Published in final edited form as: J Mol Cell Cardiol. 2014 Sep 6;0:159–168. doi: 10.1016/j.yjmcc.2014.08.021

Figure 2. Immunolocalization of Cx43 and Cx40 shows reductions of Cx40 in sections from hearts of patients with atrial fibrillation.

Figure 2

Representative photomicrographs are shown for sections from atrial appendage samples from control hearts (left panels) or from patients with paroxysmal (PAF, center panels) or chronic (CAF, right panels) atrial fibrillation that were studied by double label immunofluorescence for Cx43 (green, top row) and Cx40 (red, second row).
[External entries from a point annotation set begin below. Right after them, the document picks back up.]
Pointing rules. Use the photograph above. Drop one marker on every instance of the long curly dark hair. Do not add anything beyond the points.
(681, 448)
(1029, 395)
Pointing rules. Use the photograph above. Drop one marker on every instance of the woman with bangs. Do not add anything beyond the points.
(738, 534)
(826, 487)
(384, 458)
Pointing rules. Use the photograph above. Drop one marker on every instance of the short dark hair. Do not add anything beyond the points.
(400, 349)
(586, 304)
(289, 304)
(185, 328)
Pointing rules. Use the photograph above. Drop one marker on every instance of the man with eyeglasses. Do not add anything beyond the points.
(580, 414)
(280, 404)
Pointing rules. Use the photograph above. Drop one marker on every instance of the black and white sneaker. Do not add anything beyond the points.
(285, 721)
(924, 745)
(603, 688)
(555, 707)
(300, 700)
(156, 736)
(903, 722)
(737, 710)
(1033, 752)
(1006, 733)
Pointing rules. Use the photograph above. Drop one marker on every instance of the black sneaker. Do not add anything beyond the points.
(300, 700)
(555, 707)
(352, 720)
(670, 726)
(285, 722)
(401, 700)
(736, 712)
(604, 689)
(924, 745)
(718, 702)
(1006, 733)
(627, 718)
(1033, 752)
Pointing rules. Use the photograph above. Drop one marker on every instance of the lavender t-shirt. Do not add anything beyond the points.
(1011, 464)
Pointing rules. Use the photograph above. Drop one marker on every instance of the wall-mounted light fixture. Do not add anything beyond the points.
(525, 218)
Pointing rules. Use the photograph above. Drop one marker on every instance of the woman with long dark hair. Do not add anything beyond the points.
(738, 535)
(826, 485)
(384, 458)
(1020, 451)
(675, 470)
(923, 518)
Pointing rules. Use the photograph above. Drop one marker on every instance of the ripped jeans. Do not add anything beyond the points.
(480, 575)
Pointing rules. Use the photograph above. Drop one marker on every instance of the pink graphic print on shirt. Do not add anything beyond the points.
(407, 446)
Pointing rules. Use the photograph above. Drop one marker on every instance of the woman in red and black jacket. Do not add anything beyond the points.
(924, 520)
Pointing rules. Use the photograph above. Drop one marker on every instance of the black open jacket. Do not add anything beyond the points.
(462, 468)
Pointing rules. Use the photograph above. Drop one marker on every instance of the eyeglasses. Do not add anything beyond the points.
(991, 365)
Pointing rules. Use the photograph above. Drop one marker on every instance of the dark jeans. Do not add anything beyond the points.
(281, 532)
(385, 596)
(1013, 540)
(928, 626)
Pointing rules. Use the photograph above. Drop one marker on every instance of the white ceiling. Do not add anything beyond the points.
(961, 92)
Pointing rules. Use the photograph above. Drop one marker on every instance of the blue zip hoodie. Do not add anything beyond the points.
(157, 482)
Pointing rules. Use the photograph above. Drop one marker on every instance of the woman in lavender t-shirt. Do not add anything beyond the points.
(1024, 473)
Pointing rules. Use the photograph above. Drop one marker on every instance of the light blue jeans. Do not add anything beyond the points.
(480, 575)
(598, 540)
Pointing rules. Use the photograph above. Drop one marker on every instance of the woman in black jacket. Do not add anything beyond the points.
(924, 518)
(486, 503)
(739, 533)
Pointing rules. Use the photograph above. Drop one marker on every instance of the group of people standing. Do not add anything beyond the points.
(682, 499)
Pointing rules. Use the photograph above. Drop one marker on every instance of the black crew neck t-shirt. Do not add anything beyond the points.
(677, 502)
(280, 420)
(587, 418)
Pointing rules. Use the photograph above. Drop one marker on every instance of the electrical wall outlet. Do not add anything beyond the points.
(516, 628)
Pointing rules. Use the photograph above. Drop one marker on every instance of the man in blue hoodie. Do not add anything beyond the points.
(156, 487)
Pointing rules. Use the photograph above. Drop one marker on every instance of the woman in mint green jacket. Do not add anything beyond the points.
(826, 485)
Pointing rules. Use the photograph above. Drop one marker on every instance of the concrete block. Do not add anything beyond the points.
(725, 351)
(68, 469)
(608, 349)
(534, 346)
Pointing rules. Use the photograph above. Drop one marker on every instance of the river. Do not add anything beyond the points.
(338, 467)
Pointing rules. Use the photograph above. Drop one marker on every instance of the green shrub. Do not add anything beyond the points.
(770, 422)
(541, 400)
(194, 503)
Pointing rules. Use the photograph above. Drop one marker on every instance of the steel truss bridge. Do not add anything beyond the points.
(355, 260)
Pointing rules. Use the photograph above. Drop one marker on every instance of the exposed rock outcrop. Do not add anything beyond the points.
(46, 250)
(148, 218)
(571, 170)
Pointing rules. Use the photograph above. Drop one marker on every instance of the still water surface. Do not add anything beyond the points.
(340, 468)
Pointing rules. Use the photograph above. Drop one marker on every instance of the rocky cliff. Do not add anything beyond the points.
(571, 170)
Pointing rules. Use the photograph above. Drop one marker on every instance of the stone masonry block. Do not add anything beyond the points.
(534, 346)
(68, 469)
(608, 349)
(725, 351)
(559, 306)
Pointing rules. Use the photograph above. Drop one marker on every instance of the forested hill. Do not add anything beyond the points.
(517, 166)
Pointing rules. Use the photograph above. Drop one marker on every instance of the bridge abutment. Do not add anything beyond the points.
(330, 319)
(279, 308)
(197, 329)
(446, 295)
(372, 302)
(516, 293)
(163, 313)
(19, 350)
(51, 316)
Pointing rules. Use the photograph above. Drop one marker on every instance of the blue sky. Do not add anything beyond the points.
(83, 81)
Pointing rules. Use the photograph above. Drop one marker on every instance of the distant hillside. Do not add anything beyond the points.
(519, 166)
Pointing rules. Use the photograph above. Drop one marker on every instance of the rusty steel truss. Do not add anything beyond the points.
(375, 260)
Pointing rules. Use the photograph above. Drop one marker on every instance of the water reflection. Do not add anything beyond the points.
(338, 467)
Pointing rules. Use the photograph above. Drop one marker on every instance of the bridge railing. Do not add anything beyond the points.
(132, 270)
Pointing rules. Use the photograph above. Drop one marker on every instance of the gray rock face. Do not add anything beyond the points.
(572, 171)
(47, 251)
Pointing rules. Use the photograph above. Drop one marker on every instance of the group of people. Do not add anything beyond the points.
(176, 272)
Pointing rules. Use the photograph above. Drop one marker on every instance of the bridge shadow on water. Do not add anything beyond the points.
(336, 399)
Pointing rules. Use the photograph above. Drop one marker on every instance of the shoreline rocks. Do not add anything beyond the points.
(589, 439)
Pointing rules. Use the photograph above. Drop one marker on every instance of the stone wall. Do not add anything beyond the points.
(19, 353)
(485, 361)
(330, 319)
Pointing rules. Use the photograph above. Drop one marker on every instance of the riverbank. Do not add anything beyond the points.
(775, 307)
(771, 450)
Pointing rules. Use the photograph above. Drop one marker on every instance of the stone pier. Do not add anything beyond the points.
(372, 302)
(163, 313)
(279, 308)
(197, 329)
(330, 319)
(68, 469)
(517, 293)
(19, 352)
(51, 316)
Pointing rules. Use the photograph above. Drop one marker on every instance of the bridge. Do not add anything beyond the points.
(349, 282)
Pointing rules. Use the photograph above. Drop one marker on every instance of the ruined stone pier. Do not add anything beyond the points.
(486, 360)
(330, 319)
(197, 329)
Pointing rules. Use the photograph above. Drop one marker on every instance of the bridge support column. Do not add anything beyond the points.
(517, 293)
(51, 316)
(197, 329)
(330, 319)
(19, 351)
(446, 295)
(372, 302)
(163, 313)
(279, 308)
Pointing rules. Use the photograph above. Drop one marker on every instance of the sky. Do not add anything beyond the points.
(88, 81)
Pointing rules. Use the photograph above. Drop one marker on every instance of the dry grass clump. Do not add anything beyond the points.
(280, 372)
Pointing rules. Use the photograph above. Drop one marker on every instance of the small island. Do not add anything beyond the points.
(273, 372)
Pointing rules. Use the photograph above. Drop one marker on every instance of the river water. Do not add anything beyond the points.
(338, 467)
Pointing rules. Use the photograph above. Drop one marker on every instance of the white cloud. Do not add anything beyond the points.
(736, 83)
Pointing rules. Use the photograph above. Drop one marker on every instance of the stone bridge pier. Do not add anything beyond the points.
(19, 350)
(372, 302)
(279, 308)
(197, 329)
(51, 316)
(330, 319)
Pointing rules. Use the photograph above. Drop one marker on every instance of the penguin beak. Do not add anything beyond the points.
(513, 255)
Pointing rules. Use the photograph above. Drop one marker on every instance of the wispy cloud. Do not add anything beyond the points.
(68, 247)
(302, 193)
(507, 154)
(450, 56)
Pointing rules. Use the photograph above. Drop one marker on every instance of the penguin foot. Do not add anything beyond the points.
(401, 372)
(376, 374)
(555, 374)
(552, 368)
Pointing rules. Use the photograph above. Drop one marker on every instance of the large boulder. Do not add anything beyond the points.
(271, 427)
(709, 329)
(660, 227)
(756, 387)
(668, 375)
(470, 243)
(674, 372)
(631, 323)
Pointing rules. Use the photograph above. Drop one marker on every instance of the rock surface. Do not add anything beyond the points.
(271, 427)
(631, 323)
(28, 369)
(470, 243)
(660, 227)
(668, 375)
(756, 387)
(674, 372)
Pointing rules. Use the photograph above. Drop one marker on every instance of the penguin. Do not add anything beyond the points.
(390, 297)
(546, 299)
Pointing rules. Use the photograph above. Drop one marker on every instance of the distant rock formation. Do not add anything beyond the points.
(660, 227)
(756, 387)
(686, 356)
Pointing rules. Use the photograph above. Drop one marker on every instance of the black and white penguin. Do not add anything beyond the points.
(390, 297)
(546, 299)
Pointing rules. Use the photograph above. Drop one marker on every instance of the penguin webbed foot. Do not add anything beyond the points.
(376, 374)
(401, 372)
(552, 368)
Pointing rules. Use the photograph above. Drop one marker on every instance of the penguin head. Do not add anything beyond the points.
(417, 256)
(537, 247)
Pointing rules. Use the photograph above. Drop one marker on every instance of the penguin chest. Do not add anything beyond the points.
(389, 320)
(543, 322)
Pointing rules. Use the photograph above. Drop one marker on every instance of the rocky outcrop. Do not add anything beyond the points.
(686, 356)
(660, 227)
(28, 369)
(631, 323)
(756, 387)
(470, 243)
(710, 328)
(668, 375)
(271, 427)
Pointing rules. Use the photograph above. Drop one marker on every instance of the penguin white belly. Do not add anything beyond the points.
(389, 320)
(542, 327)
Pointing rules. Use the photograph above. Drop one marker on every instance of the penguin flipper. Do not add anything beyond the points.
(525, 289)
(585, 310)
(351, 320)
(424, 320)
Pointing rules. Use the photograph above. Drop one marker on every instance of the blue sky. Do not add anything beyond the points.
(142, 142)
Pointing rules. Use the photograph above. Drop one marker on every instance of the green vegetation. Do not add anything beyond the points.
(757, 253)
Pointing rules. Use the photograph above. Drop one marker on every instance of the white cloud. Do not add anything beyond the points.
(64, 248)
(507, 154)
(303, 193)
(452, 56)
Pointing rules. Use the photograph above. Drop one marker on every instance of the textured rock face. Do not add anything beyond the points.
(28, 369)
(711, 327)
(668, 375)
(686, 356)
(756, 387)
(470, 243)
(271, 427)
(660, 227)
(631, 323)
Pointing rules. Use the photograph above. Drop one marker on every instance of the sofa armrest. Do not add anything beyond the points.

The third row shows the overlay between Cx43 and Cx40; spots containing both connexins are shown in white, while those containing only Cx43 are green and those containing only Cx40 are red. While the abundance of Cx43 appears similar in all three samples, Cx40 is diminished in PAF and severely reduced in CAF. This results in fewer white spots and many “green only” spots in the overlay images for PAF and CAF. The bottom panels show cytofluorogram scatter plots of the intensities of all pixels; Cx43 and Cx40 intensities are quantified according to a 0 – 255 gray scale. The yellow line shows the theoretical predicted mean for a perfect overlap of the distribution and intensities of Cx40 and Cx43. The red lines show the determined distributions, and illustrate the shift towards Cx43 predominance in the atrial fibrillation samples and the selective loss of Cx40. Bar, 42 μm.